There was a time — roughly the decade after Moneyball — when simply having an analytics department was a competitive advantage. Hire three smart people, buy the tracking data, and you could find undervalued players before your rivals finished arguing about grit.
That era is over. Everyone has the data now. Every club, every franchise, every ambitious college programme employs people who can tell you the expected value of a fourth-down decision or the true finishing skill hiding inside a hot streak. When everybody has the same weapons, the weapons stop deciding the war.
The edge moved, it didn't disappear
The interesting question is where the advantage went. And increasingly, the answer looks embarrassingly old-fashioned: it went back to people.
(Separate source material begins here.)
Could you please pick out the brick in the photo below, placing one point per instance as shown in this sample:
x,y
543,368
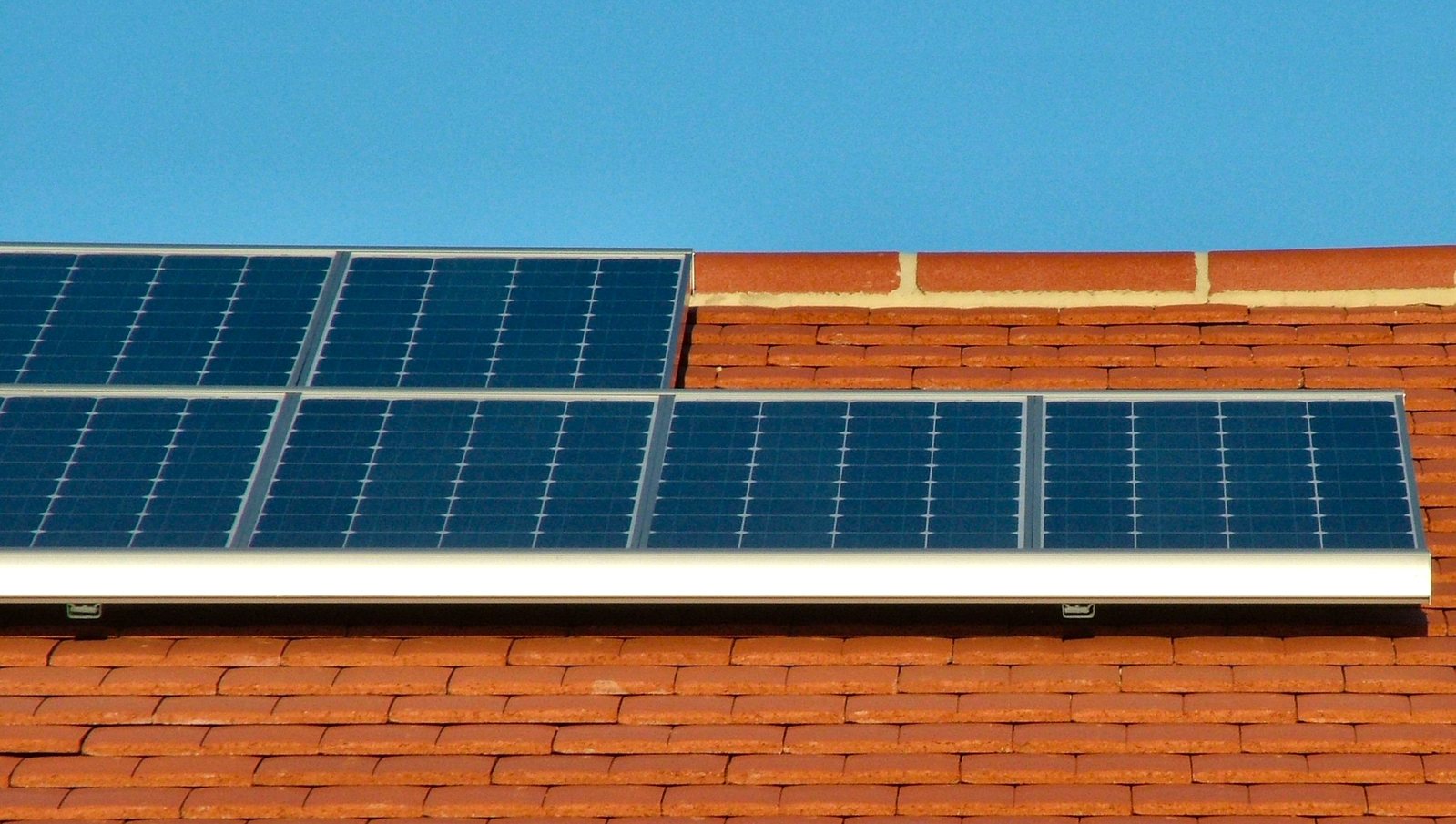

Not "people" in the vague scouting-romantic sense — people as in the messy, reactive humans who have to live inside the systems the models design. A perfectly optimal shot diet is worthless if the star who's asked to give up his favourite shots sulks his way through February. A pitching plan built on optimal rest is worthless if the veteran doesn't trust the kid telling him when he's allowed to throw.
The clubs that win the next decade won't be the ones with the best models. They'll be the ones best at getting humans to actually do what the models suggest — or smart enough to know when the model should lose the argument.
Measurement changes the measured
There's a second-order problem that analytics departments talk about privately and almost never publicly: players adapt to being measured, and not always in the ways you want.
Tell a midfielder he's judged on progressive passes and watch him start forcing them. Tell a defender his recovery speed is tracked and watch him gamble less — even when gambling was what made him special. Metrics don't just observe behaviour; they bend it. Goodhart's law — when a measure becomes a target, it ceases to be a good measure — was written about economics, but it might as well be pinned to every dressing-room door.
The sophisticated operations know this and design around it. They obscure some metrics from players entirely, translate others into language that preserves instinct, and accept a little statistical inefficiency in exchange for a footballer who still plays like himself.
The translator is the most valuable hire
Which points to the actual scarce resource in modern sport: translation. The person who can sit between the model and the manager — who understands the maths well enough to respect it and the sport well enough to know what it can't see — is worth more than another PhD on the data-science team.
Most analytical failures in sport aren't modelling failures. They're communication failures: a correct insight delivered in a way that guarantees it gets ignored, or a fragile finding delivered with confidence it never deserved.
The next frontier is boringly human
So if you're looking for the next Moneyball, don't look at the data. Look at the interface between the data and the humans. Sleep science that players actually follow. Load management that stars don't resent. Feedback loops that make a 19-year-old want more information instead of less.
The spreadsheet revolution was real, and it's finished, in the way all successful revolutions finish: by becoming the establishment. What's left is the oldest problem in team sport — getting talented people to buy in — and no dashboard has ever solved it.